7.1 Logistic Regression

7.1 Logistic Regression#

Before using logistic regression to model our data, we will attempt to do so through simple linear regression. While linear regression is not suitable for dichotomous outcomes, visualizing it can help illustrate why logistic regression is a better fit for our research question.

Why Not Linear Regression?#

import pandas as pd
import seaborn as sns
import matplotlib.pyplot as plt

df = pd.read_csv("data/data.dat", delimiter='\t')

fig, ax = plt.subplots()
sns.regplot(x="age", y="display", data=df, ax=ax)
ax.set(xlabel="Age [month]", ylabel="Understanding display rules")

plt.show()

../../../_images/2f99cc5d7e06c530d542ab474fce770d361bb706b5e48822c61a1893e5c86ac2.png

As you can see, linear regression struggles with binary outcomes, as evidenced by predicted values exceeding 1 beyond approximately 80 months, which is invalid for probabilities. Since our dependent variable is dichotomous (e.g., pass/fail), we need a model that restricts predicted values to fall between 0 and 1, such as logistic regression.

Logistic Regression#

Logistic regression naturally ensures that predicted probabilities stay between 0 and 1. In this tutorial, we will use the LogisticRegression() class from scikit-learn for modeling.

import numpy as np
from sklearn.linear_model import LogisticRegression

# Convert 'age' into a NumPy array and reshape it to a 2D array (required for the model)
# .reshape(-1, 1): Creates one column with as many rows as needed (-1 infers the row count)
X = np.asarray(df['age']).reshape(-1, 1)

# Convert 'display' to a NumPy array for the binary outcome
y = np.asarray(df['display']) # binary outcome

model = LogisticRegression()
results = model.fit(X, y)

print(f"Intercept: {results.intercept_}")
print(f"Coefficients: {results.coef_}")

Intercept: [-2.83306013]
Coefficients: [[0.06612023]]

Interpreting the Model Outputs: Logits#

The interpretation of the model coefficients is analogous to linear regression:

Intercept: The expected logit (log-odds) of the outcome (understanding display rules) when age = 0.
Coefficient: The logit increase of understanding display rules for each one-month increase in age.

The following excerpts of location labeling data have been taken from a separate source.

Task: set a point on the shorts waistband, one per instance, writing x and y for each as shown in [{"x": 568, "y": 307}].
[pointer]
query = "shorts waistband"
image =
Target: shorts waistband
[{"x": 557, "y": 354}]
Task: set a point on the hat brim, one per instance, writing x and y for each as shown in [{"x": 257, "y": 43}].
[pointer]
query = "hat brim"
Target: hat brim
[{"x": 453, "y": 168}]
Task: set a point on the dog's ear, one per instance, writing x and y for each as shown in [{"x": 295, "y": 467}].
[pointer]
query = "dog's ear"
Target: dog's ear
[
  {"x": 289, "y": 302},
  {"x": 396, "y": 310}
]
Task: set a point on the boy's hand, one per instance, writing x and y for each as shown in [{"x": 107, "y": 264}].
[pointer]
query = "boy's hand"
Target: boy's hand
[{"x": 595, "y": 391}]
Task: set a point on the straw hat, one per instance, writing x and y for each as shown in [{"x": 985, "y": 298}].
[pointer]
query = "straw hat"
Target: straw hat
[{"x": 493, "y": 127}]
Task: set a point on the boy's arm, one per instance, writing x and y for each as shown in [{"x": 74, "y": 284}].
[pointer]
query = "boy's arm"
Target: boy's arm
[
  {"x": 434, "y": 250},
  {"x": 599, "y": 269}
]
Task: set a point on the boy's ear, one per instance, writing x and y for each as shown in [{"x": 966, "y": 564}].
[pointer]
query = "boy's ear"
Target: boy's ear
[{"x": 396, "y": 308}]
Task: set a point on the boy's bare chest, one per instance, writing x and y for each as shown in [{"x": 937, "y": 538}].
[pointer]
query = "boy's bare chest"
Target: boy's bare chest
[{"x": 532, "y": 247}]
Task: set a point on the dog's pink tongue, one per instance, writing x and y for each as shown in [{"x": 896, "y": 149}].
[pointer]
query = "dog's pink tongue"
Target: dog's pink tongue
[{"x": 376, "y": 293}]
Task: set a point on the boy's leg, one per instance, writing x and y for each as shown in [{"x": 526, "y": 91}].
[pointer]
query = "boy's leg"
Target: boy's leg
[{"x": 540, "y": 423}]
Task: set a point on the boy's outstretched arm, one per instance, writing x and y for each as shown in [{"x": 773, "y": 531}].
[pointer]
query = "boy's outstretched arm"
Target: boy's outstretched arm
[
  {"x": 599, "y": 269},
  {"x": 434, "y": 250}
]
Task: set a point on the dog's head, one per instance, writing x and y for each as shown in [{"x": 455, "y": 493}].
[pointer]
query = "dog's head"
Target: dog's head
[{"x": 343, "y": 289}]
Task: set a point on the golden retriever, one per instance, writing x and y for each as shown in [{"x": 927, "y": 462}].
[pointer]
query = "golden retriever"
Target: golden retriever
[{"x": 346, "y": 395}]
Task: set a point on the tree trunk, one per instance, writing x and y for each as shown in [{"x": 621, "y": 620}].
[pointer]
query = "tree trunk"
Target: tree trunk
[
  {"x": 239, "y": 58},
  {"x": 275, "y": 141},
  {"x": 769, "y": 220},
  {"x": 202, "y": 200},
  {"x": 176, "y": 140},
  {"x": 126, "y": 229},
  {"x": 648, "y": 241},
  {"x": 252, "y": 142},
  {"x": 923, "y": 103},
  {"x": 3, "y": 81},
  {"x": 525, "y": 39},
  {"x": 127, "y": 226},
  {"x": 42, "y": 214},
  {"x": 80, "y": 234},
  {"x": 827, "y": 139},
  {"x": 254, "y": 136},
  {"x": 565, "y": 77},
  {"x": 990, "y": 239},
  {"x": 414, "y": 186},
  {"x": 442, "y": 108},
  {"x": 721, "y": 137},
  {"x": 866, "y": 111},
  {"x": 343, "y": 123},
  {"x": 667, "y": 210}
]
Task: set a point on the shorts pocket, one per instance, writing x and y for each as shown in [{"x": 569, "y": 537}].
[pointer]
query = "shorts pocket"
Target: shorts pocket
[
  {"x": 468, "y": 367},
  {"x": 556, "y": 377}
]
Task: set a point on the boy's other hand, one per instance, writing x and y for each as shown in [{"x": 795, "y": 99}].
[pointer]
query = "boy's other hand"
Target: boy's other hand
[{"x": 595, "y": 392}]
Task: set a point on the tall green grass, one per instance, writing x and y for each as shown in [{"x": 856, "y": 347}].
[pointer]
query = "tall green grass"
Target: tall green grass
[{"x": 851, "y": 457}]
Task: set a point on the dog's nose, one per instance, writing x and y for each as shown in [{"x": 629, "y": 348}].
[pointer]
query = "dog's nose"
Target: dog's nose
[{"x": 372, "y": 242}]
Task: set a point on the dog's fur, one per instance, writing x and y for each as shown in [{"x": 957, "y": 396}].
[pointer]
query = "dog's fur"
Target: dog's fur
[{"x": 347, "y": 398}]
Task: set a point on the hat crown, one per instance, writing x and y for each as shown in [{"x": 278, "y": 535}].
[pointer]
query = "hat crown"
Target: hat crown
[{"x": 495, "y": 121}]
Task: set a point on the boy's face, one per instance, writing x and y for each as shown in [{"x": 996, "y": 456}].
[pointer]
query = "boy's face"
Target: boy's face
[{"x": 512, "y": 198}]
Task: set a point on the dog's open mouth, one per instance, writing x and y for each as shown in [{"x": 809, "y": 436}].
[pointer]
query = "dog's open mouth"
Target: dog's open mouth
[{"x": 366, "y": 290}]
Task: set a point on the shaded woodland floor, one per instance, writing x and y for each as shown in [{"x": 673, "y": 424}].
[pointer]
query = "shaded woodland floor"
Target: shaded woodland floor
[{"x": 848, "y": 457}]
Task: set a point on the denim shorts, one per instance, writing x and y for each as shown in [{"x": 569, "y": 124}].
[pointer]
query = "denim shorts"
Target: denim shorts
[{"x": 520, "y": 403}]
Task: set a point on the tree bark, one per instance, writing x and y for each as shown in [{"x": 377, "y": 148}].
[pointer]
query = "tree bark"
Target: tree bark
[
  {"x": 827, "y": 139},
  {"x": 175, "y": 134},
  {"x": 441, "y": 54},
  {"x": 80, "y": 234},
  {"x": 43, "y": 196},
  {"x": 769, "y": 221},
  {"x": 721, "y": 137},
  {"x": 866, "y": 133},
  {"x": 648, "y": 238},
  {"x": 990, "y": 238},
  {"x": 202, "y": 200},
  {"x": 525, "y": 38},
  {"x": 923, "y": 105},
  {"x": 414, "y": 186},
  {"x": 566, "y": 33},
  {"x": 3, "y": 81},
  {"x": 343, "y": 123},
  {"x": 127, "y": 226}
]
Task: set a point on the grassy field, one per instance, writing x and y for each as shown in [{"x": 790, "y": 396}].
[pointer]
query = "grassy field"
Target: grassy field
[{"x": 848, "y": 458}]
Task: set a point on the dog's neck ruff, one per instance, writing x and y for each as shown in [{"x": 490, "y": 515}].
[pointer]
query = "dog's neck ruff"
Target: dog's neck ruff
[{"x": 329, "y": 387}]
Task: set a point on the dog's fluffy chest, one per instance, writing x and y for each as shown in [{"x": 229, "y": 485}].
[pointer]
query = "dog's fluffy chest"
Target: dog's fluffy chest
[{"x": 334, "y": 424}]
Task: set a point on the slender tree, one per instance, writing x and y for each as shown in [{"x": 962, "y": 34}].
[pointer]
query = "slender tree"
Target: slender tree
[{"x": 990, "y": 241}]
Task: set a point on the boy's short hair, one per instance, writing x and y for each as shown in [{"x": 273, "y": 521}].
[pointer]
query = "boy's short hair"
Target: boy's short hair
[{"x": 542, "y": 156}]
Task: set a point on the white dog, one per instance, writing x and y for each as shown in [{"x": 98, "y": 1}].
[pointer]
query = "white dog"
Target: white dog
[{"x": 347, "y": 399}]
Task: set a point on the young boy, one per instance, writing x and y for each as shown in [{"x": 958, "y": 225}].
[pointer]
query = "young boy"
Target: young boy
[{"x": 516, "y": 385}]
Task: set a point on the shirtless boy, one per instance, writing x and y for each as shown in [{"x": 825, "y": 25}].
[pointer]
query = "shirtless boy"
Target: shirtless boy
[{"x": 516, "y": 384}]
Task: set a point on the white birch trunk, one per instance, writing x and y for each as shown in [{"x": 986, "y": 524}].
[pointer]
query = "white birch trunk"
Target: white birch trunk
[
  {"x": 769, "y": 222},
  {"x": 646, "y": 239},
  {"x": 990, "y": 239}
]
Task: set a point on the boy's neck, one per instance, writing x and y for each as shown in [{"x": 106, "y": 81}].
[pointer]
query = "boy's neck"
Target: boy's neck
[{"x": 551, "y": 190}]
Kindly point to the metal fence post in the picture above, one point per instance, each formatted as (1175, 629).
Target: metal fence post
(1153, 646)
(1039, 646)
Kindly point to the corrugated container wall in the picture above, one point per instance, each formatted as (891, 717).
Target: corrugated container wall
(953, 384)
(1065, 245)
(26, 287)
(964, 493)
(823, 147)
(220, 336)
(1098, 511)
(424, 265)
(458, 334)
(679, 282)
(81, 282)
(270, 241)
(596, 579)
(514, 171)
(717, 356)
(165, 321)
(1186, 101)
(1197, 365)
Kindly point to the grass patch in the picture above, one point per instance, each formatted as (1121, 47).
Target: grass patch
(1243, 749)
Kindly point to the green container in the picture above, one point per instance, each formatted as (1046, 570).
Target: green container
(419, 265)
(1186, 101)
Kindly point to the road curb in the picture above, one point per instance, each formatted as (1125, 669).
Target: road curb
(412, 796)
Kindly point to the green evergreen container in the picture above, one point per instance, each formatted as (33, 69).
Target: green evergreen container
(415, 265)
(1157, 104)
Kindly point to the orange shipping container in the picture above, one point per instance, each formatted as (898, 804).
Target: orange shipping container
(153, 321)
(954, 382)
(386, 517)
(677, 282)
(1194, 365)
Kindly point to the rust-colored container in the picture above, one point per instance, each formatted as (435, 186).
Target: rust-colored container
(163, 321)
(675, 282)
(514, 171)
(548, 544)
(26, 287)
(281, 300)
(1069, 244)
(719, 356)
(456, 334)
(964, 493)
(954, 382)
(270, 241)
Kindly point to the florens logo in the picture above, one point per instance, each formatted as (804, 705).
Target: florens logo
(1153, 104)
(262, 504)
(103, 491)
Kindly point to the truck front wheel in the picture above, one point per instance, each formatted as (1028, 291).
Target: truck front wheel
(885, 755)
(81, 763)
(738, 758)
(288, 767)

The output of a logistic regression model is linear in the log-odds (logits). Each coefficient in the logistic regression tells us how a one-unit change in a predictor affects the log-odds of the outcome. While not as intuitive as probabilities, the transformation to logits is crucial because it allows us to use linear regression techniques for binary outcomes.

But what even are logits?

Logits are the natural logarithm of the odds of an event occurring in logistic regression. The odds of an event are defined as the ratio of the probability of the event occurring (\(P\)) to the probability of the event not occurring \((1-P)\):

\[\text{Odds} = \frac{P}{1-P}\]

In logistic regression, we predict the logit (log-odds) as a linear combination of the independent variables \((X_1, X_2, \dots, X_k)\) and their corresponding regression coefficients \((\beta_1, \beta_2, \dots \beta_k)\):

\[\text{Logit}(P) = \ln\left(\frac{P}{1-P}\right) = \beta_0 + \beta_1X_1 + \beta_2X_2 + \dots + \beta_kX_k\]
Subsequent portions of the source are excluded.